School Partner FAQ
Frequently Asked Questions from Potential School Partners
1. Why is the Center for Next Generation Leadership of the College of Education leading the UK dual credit program?
A. The Center serves as the coordinator for dual credit to facilitate better communication between high schools and the University and to increase schools' capacity to design and deliver Next-Gen learning experiences. The Center is the one-stop-shop to coordinate the dual credit program at the University.
2. Can a school get access to the dual credit model without being a Network partner high school?
A. No, UK would like to invest in partner network high schools to collaborate on improving college-going rates.

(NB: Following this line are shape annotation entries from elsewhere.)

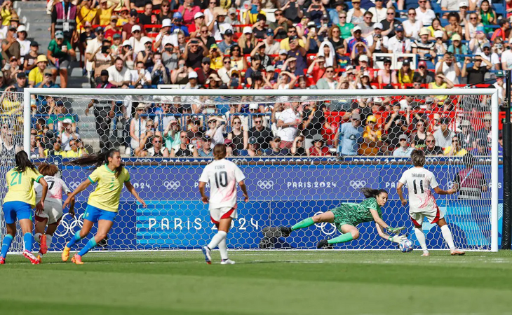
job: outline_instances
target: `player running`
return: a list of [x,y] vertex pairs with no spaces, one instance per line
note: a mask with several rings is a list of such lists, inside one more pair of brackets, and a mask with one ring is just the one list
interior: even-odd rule
[[[64,181],[55,177],[59,172],[57,166],[42,163],[39,165],[39,170],[48,185],[48,194],[44,200],[44,209],[42,211],[36,212],[35,218],[36,233],[34,237],[36,241],[40,243],[37,260],[41,262],[43,255],[46,253],[48,248],[51,246],[53,233],[62,218],[62,195],[69,196],[71,191]],[[36,190],[36,201],[39,202],[42,197],[43,186],[35,183],[34,188]],[[71,201],[68,214],[74,218],[74,198]]]
[[398,193],[402,204],[406,205],[407,200],[403,197],[402,187],[407,184],[409,191],[409,216],[415,225],[416,238],[418,239],[419,245],[423,249],[422,255],[430,255],[429,250],[426,248],[425,233],[422,228],[424,218],[426,218],[431,224],[437,223],[439,225],[443,237],[450,247],[452,255],[464,255],[465,253],[464,251],[455,247],[452,232],[446,225],[444,214],[439,211],[431,188],[439,195],[452,195],[457,190],[454,188],[443,190],[439,188],[434,174],[423,167],[425,164],[425,153],[422,150],[414,150],[411,153],[411,160],[414,167],[403,172],[396,186],[396,192]]
[[[20,222],[23,233],[23,256],[33,265],[39,263],[36,256],[32,255],[32,208],[37,211],[44,209],[44,198],[48,191],[48,183],[43,176],[37,172],[36,166],[30,162],[25,151],[20,151],[15,156],[16,166],[7,172],[6,181],[8,191],[4,199],[4,217],[6,220],[7,234],[2,241],[0,251],[0,265],[6,263],[6,255],[16,234],[16,218]],[[34,182],[39,183],[41,186],[42,198],[36,204],[36,193]]]
[[[302,220],[291,227],[279,227],[281,234],[286,237],[292,231],[313,225],[315,223],[327,222],[335,223],[336,228],[343,233],[337,237],[330,239],[323,239],[318,242],[316,247],[321,248],[333,244],[344,243],[359,237],[359,230],[356,227],[363,222],[375,222],[375,227],[379,235],[383,239],[399,244],[406,239],[405,235],[398,235],[405,227],[397,228],[391,227],[382,220],[381,207],[388,201],[388,192],[384,189],[361,189],[363,195],[366,198],[358,204],[343,203],[339,206],[323,214]],[[396,235],[390,236],[384,232],[384,230]]]
[[[199,192],[203,204],[209,204],[210,216],[218,232],[208,246],[203,246],[203,253],[208,264],[212,263],[212,249],[217,246],[220,251],[221,265],[232,265],[235,262],[227,256],[226,237],[231,220],[236,215],[236,183],[243,192],[244,201],[249,201],[247,187],[243,183],[245,176],[234,162],[225,160],[226,146],[216,144],[213,148],[215,160],[206,165],[199,178]],[[210,183],[210,198],[205,195],[206,183]]]
[[124,164],[121,163],[121,155],[117,150],[109,150],[98,155],[87,155],[79,158],[72,164],[79,166],[95,165],[95,169],[87,179],[82,182],[75,190],[68,196],[62,205],[65,209],[79,192],[83,191],[91,183],[97,183],[96,189],[89,195],[86,213],[83,214],[83,225],[76,232],[62,251],[62,261],[67,261],[69,250],[77,241],[89,234],[93,225],[97,222],[96,235],[91,237],[86,246],[76,254],[72,261],[76,265],[82,265],[82,256],[97,245],[97,242],[107,237],[114,224],[114,218],[119,208],[119,197],[123,190],[123,184],[137,199],[143,207],[146,207],[144,200],[140,199],[135,188],[130,183],[130,174]]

3. Is there a fee to be a partner network high school?
A. Yes, however, the fee is on a sliding scale based on high school size and can be reduced through in-kind contributions to the Network.
4. If districts already are engaged in a dual credit with other partners, can these coexist with the UK Next Gen Scholars program?
A. Yes, school districts are welcome to partner with any other institutions. For instance, a combination of UK Next Gen Scholars with local Community/Technical College courses can make a powerful dual credit combination for students throughout the high school.
5. Are there other fees for textbooks for particular courses or online programs?
A. As per the KHEAA dual credit model, no additional fees are applied to the dual credit tuition rate. However, schools or students are still expected to purchase the necessary textbook/s and materials for each course.
6. Would districts be responsible for tuition and fees for free & reduced (FRL) lunch students?
A. School districts are responsible for the tuition and books for FRL students. A number of schools have developed ways to mitigate these costs such as lending libraries for textbooks.
7. How many students at the high school may participate? Is there a maximum number of students?
A. There is no minimum/maximum per school depending on course availability at UK and the ability of the high school to fill a section. The most important consideration is to best support the students who are participating in dual credit. We are asking schools to estimate the number of participants, knowing that number is just an estimate at this time.
8. Do you see a difference between students who secure college credit through AP vs dual credit—say in HIS109 vs AP US.
A. We value broadening access to challenging coursework for all students in a variety of formats including dual credit and AP. Each method has its advantages, for instance, successfully completed dual credit courses are transcripted and accepted credits, not dependent on one annual test like AP. In addition, we believe there is value in high school students learning directly with UK professors, partnered with high school instructors. AP courses may, in some instances, be more suited to a particular student than the courses offered in this model. One consideration is that our current offering for dual credit math is College Algebra, but STEM-focused students might be better served in AP Calculus. However, math is just one of courses now offered for dual credit. We are happy to further advise on specific courses as needed.
9. For equity purposes, will districts need to set aside funds for additional fees for F/R students?
A. We recommend districts and schools prepare budgets for this, similar to what you are doing now with other dual credit providers. Use the amount of $58/credit hour (subject to change each year) as set forth by the Council for Postsecondary Education, your anticipated number of participants, as well as some textbook fees.
10. What is the Next Gen fee?
A. The Next Gen network fee is determined on a sliding scale, based on school size and contribution to the network. In-kind contributions such as providing meeting space or presenting to Next Gen can offset the network expenses. The network fee is for professional learning to build capacity for schools and districts to design and deliver Next Gen learning experiences. Professional learning funds can be used for this purpose, including Title I funds and existing professional learning funds. Districts can also be creative in the use of educational foundations or local donors. Because this varies so widely from school to school, please reach out to us individually to determine what the specific costs would be.
11. Is the application per individual high school or for the district, on behalf of all high schools within the district?
A. Because partners are selected on a school-by-school basis, each school would need to submit a response to the RFP. If there are district-level commonalities between all of the schools (i.e. a district-level Profile of a Graduate or district-established processes for student exhibitions of work or portfolios), schools can submit artifacts that are specific to how those elements are reflected in the learning experience at their individual sites.
12. If we have three high schools apply, can all 3 high schools be chosen?
A. Yes, that is possible if all three schools meet the criteria outlined in the RFP document. A more likely scenario is that the implementation would start with one site and then spread to the others.